ABD Başkanı Barak Obama’nın, ülkesindeki “Küresel Sermaye”
grupları tarafından nasıl baskı altına alınıp giderek çaresiz hâle
getirildiğini ve Türkiye ile ittifakına ters düşen bir tutum içerisine
girdiğini görünce;
Türkiye’deki bazı güç odaklarının, sessiz ve derinden
birtakım sinsi faaliyetler içerisinde olduklarını fark edince;
Cumhurbaşkanı ve Mahallî İdareler seçimlerinde CHP ile
işbirliği yaptığı halde, MHP Genel Başkanı Devlet Bahçeli’nin bile CHP Genel
Başkanı Kemal Kılıçdaroğlu’nu “Küresel güçlere dalkavukluk etmek”le suçladığını
duyunca;
Kılıçdaroğlu’nun, “PYD’nin terörist bir örgüt olmadığını”
söylediğini duyunca;
Türkiye’nin güneyinde, Türkiye’nin başına belâ edilmek
üzere yeni bir yarı özerk devlet kurma teşebbüsünü takip edince;
Önümüzdeki aylarda Türkiye’nin gerçekten çok çetin bir
mücadelenin içine girmek zorunda kalacağını düşünüyorum...

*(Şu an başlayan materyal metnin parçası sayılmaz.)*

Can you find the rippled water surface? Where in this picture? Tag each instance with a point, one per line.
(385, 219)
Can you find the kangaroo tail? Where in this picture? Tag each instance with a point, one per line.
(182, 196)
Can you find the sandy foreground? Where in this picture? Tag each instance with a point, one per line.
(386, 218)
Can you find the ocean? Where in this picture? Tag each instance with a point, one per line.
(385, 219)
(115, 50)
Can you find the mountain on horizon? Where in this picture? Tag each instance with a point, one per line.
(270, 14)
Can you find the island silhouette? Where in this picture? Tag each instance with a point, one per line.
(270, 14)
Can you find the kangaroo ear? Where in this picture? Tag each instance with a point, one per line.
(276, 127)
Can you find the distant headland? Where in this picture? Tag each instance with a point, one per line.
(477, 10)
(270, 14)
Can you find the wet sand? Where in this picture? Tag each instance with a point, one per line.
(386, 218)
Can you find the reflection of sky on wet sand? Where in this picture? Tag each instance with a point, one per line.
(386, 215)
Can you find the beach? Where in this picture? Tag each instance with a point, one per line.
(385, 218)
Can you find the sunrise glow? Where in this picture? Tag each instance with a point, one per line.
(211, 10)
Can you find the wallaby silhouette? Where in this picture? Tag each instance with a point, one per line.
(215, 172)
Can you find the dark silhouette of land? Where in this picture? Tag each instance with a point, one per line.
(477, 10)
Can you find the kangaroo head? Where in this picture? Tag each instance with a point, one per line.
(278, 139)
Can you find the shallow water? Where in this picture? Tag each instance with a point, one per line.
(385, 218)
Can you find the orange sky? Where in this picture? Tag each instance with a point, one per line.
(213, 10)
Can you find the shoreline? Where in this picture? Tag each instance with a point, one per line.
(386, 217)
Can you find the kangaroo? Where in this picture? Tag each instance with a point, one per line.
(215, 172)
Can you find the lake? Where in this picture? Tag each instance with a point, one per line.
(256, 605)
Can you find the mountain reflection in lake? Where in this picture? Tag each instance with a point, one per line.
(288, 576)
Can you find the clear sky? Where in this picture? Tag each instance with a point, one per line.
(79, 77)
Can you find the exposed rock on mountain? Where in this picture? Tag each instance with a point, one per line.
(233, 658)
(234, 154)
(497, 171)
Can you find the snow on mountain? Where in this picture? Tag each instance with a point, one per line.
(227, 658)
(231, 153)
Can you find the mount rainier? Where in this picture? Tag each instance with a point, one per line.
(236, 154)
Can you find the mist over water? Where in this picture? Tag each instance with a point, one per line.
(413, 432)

O çetin günlere hazırlıklı olmak, çıkacak karmaşayı “sürpriz”
olarak görmemek ve “Ne oldu? Ne oluyor?” şaşkınlığına düşmemek için, metanet
içerisinde, dirayetli, soğukkanlı, akl-ı selîmi elden bırakmayan ama aynı
derecede de mücadeleci bir duruş üzere olmak gerektiğini düşünüyorum...
Zor günlere hazırlıklı olmalıyız... Yıllardır, “Bu vatan
kolay kazanılmadı” deyip durmuyor muyuz? Onu muhafaza etmek de kolay olmayacak
elbette...
Devletimize güvenmeli, gereksiz kahramanlıklarla onun
işini büsbütün zorlaştırmamalı ama sağlam ve kararlı durmalıyız...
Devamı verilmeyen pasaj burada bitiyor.